# Always check your beans



## Kman10 (Sep 3, 2014)

always empty your beans into a bowl before adding any to your grinder, will save you money


----------



## stevogums (May 8, 2013)

Ouch ! New set of burrs please .


----------



## DoubleShot (Apr 23, 2014)

I've been doing this since day one after reading a post by dfk41 I believe it was. Thankfully not found any foreign objects amongst the beans thus far but it's deffo worth a few minutes of my time just to be on the safe side!


----------



## cracker666 (Jan 17, 2015)

Ummmm adds to the taste if not checked.


----------



## The Systemic Kid (Nov 23, 2012)

Only takes one rogue stone to slip through and cause irreparable burr damage. Get to check beans before dosing or filling the hopper.


----------



## Lefteye (Dec 30, 2014)

I love Rocky Mountain coffee


----------



## DavecUK (Aug 6, 2013)

Totally agree

http://coffeetime.wikidot.com/looking-after-your-grinder

I wrote the above back in 2008...


----------



## alip_93 (Feb 28, 2015)

How would a stone get into a bag of freshly roasted coffee anyway? I've never found one in any other food product so why coffee?


----------



## Chris_on_caffeine (Jul 21, 2012)

alip_93 said:


> How would a stone get into a bag of freshly roasted coffee anyway? I've never found one in any other food product so why coffee?

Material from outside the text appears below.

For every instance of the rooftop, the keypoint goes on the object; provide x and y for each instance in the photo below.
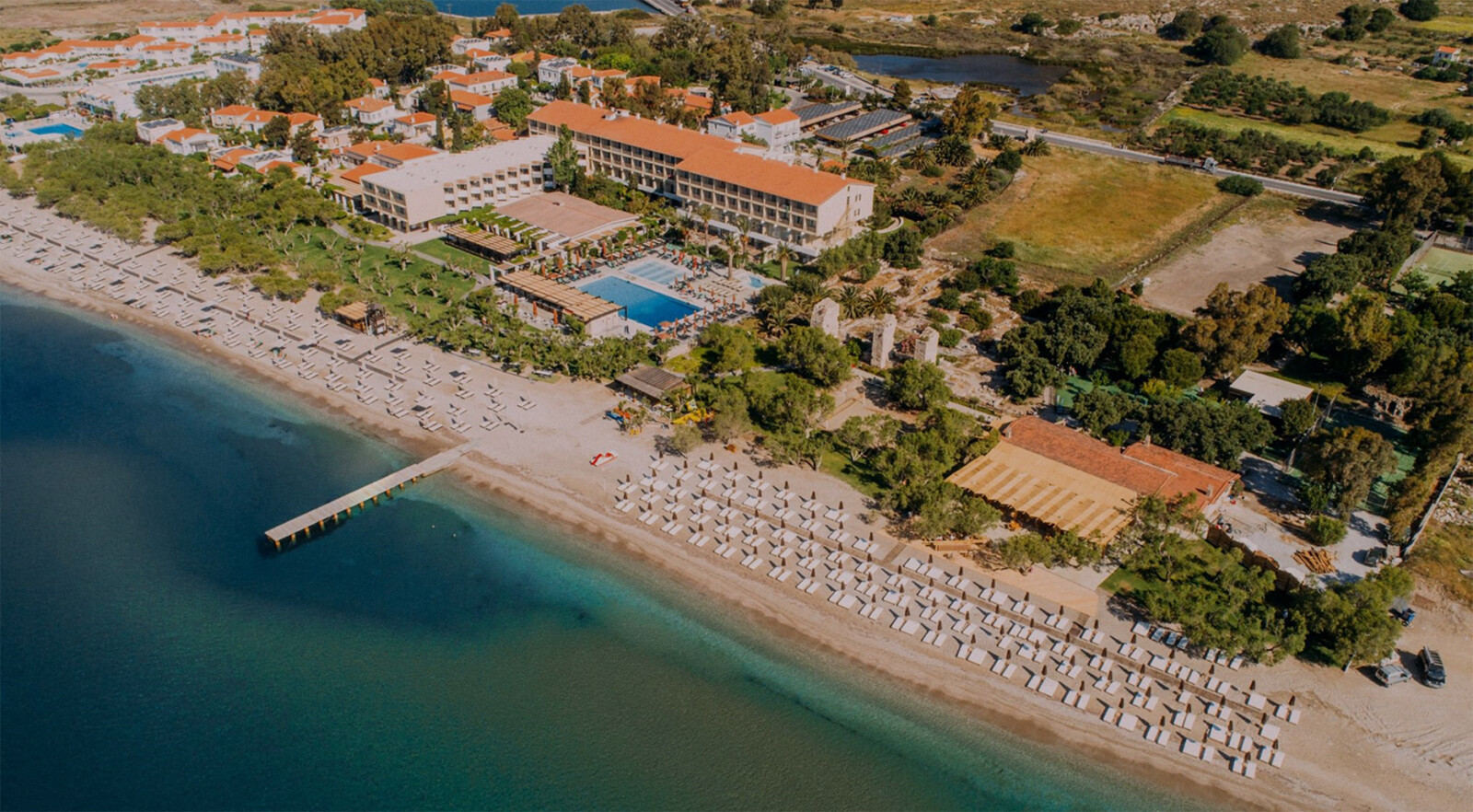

From the coffee farm, swept up from concrete patios etc. Pretty difficult for a roaster to spot tbf.


----------



## Steve7 (Dec 19, 2014)

Who was the supplier?


----------



## 4085 (Nov 23, 2012)

You get stones with coffee. It is a fact and there is nothing you can do about it. More common with green beans you roast yourself but makes you keep your eyes open


----------



## Eyedee (Sep 13, 2010)

Steve7 said:


> Who was the supplier?


This was asked on a previous similar thread, the consensus was that the OP should contact the roaster rather than name him in public. It does no-one any favours to be trashed publicly for this sort of thing.

Ian


----------



## Viernes (Dec 10, 2011)

That rock passing through a €500 EK43 burrs must be an awesome experience...


----------



## Steve7 (Dec 19, 2014)

Eyedee said:


> This was asked on a previous similar thread, the consensus was that the OP should contact the roaster rather than name him in public. It does no-one any favours to be trashed publicly for this sort of thing.
> 
> Ian


Wouldnt put me off buying but may make me look more!

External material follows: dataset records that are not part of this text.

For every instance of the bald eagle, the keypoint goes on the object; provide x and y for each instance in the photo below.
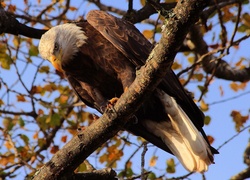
(99, 58)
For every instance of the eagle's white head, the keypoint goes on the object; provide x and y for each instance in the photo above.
(61, 43)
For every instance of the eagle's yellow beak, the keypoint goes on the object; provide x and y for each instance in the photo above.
(56, 62)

and sometimes naming makes people take more care.

I think we all know this isn't something that signifies incompetence, so it's not naming and trashing a firm for me just finishing off the story with the details!


----------



## Kman10 (Sep 3, 2014)

I wasn't trying to name and shame anybody, I've contacted roaster to inform them of it yesterday but had no response as yet


----------



## jeebsy (May 5, 2013)

Viernes said:


> That rock passing through a €500 EK43 burrs must be an awesome experience...


Rocks don't damage the EK....the EK damages rocks



Steve7 said:


> Who was the supplier?


The detectives among you may notice Kman got a delivery in the postie thread yesterday


----------



## Kman10 (Sep 3, 2014)

Roaster has been in touch and they thanked me for letting them know and are looking into it


----------



## Mr O (Jan 14, 2015)

I had what sounded like a stone in my burrs (not the K10) this afternoon.... Suppose I'd better get em out at the weekend and give em a check...


----------



## CamV6 (Feb 7, 2012)

Bloody hell. Not the Rwandan I gave you i hope?


----------



## glevum (Apr 4, 2013)

Had 2 since xmas, both caught when weighing out 18g in my tray. Wont mention the roaster as i will always use them. I now take it as my job always to check just to be sure, which i dont mind


----------



## greenm (Oct 27, 2014)

Must be on a roll never had a single stone issue running from my Nespre88o machine, those 5g capsules just keep giving and giving!! (obviously I am joking(about my machine that is))


----------



## aaroncornish (Nov 7, 2012)

I suspect I have fallen foul to a stone.

My burrs had a few dinks on them last time I cleaned them.

Might have to get another set eventually.

I now always check my beans before tipping them in


----------